Which brings me to the final reason for sharing less (here and elsewhere): control; ownership; privacy; independence.  Ever since my first ectopic pregnancy in 2005, I have had to open up the process of TTC to a lot of people.  It was no longer a private journey shared by my husband and I.  We had to ask for help, and by doing so, opened ourselves up to a shitload of advice, scrutiny, judgement, requirements, regimes to follow etc et al. We’ve seen an astounding number of alternative therapists, medical practitioners (specialists, phlebotomists, IVF doctors and nurses, different obstetricians) a psychologist, three different counsellors.  We’ve included three egg donors and their partners into the process (even though none were successful).  A surrogate and her husband and four children. Three separate lawyers. We’ve spoken with heads of various organisations (Concept Fertility, Reproductive Technology Council, Keogh Institute) to ask for help and to make sure we continued to meet their requirements (whether we liked them or not). Now we have an obstetrician, his practice midwife, the hospital midwives and a doula.  Plus the mandatory counselling required by the RTC continues.
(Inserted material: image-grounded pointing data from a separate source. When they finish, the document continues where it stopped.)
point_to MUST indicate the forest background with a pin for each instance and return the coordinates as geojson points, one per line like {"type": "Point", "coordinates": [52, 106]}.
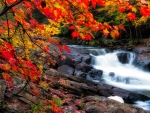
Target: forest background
{"type": "Point", "coordinates": [27, 26]}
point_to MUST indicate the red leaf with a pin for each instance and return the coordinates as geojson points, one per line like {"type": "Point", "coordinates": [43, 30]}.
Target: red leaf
{"type": "Point", "coordinates": [33, 23]}
{"type": "Point", "coordinates": [75, 34]}
{"type": "Point", "coordinates": [10, 1]}
{"type": "Point", "coordinates": [66, 48]}
{"type": "Point", "coordinates": [121, 9]}
{"type": "Point", "coordinates": [12, 61]}
{"type": "Point", "coordinates": [88, 37]}
{"type": "Point", "coordinates": [49, 13]}
{"type": "Point", "coordinates": [7, 77]}
{"type": "Point", "coordinates": [72, 27]}
{"type": "Point", "coordinates": [27, 4]}
{"type": "Point", "coordinates": [7, 55]}
{"type": "Point", "coordinates": [131, 16]}
{"type": "Point", "coordinates": [122, 27]}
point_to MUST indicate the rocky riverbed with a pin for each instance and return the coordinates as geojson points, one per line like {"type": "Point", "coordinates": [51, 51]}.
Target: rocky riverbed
{"type": "Point", "coordinates": [77, 94]}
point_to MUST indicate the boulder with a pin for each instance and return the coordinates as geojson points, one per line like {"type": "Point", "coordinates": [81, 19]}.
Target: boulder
{"type": "Point", "coordinates": [66, 70]}
{"type": "Point", "coordinates": [143, 58]}
{"type": "Point", "coordinates": [83, 67]}
{"type": "Point", "coordinates": [79, 73]}
{"type": "Point", "coordinates": [3, 86]}
{"type": "Point", "coordinates": [95, 74]}
{"type": "Point", "coordinates": [123, 57]}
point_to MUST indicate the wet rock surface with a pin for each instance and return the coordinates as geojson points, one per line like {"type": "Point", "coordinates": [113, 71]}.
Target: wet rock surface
{"type": "Point", "coordinates": [77, 93]}
{"type": "Point", "coordinates": [143, 58]}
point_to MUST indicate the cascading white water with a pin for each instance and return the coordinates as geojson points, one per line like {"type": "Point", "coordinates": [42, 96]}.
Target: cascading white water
{"type": "Point", "coordinates": [125, 76]}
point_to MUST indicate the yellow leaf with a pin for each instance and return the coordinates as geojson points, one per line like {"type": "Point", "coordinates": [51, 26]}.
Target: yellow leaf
{"type": "Point", "coordinates": [112, 34]}
{"type": "Point", "coordinates": [134, 9]}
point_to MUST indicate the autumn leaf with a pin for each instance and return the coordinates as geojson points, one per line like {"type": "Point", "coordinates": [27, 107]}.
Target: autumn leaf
{"type": "Point", "coordinates": [66, 48]}
{"type": "Point", "coordinates": [121, 9]}
{"type": "Point", "coordinates": [105, 32]}
{"type": "Point", "coordinates": [72, 27]}
{"type": "Point", "coordinates": [88, 37]}
{"type": "Point", "coordinates": [7, 77]}
{"type": "Point", "coordinates": [75, 34]}
{"type": "Point", "coordinates": [122, 27]}
{"type": "Point", "coordinates": [10, 1]}
{"type": "Point", "coordinates": [131, 16]}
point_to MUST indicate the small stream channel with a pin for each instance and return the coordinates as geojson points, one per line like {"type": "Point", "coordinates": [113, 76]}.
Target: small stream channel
{"type": "Point", "coordinates": [123, 75]}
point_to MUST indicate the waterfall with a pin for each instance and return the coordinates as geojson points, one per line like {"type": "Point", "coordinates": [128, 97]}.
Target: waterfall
{"type": "Point", "coordinates": [124, 75]}
{"type": "Point", "coordinates": [119, 71]}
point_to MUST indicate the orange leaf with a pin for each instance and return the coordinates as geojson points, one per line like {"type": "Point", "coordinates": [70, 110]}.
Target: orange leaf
{"type": "Point", "coordinates": [7, 77]}
{"type": "Point", "coordinates": [10, 1]}
{"type": "Point", "coordinates": [75, 34]}
{"type": "Point", "coordinates": [131, 16]}
{"type": "Point", "coordinates": [105, 32]}
{"type": "Point", "coordinates": [122, 27]}
{"type": "Point", "coordinates": [66, 48]}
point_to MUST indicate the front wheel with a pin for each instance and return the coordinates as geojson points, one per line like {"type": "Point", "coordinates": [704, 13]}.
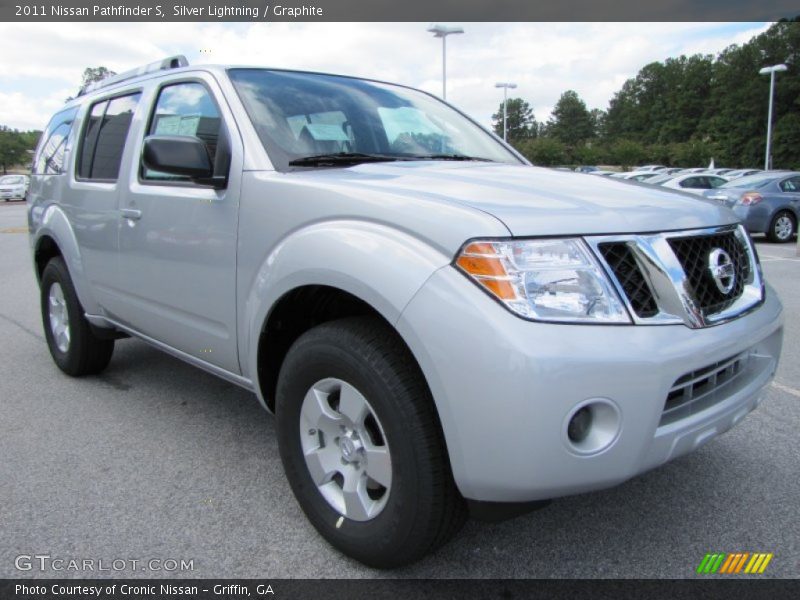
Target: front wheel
{"type": "Point", "coordinates": [73, 346]}
{"type": "Point", "coordinates": [782, 227]}
{"type": "Point", "coordinates": [361, 444]}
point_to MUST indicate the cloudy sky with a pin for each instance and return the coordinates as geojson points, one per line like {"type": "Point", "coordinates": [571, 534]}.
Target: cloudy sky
{"type": "Point", "coordinates": [43, 62]}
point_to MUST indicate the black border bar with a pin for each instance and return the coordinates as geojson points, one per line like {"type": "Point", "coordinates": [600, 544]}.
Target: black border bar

And every conversation with any one of these people necessitates me opening up my private journey to lay on the table and be scrutinised to some degree.  Perhaps ‘scrutinised’ seems like rather a strong word, but it is how I feel.  And I am getting to the end of my tether with this.  I am impatient for the day when Mike and I and the baby can be together, alone, and not be dependent on anyone else’s say-so.  I’m not implying I am never going to ask for help, that would be a ludicrous suggestion.  I’m sure we’ll have rough times like any parents, but the help will be asked for on OUR terms.  None of this past seven years of the nine year journey has really been on our terms.  Always I am considering someone else’s requirements or feelings before my own.  And I am SO tired of it.  Exhausted, weary, worn out to the bone tired.

We have four months of the pregnancy to go. This entails quite a few more obstetrician visits, and a counselling session. Then M will stay with us for a week or so before the due date.  Then we have to get through the birth (thank GOD for the doula, whom we met yesterday and is going to be such a fantastic support for all of us).  Then the post birth week or so when M will stay with us and the baby before going home.  Then the post-birth counselling session. Then the parenting order which requires a court appearance by all the parties.  It could be as much as even a year from now until I can be free of having to answer to anybody else, to consider anyone else’s needs in conjunction with creating or parenting my child. To have obligation.  I’ve had to hand over so much of this process to other people for such a very long time that I am really struggling with the concept of forming ideas about what I might like/want/need in regards to the relationship with our child.  All I am left with is a sense of proprietary about my story so tight that I feel I have to grasp it with every fibre of my being and not let it out of my heart, my mouth, my hands.  Not share it with anybody I don’t have to.

Because it is the only thing about any of this that is mine, and mine alone.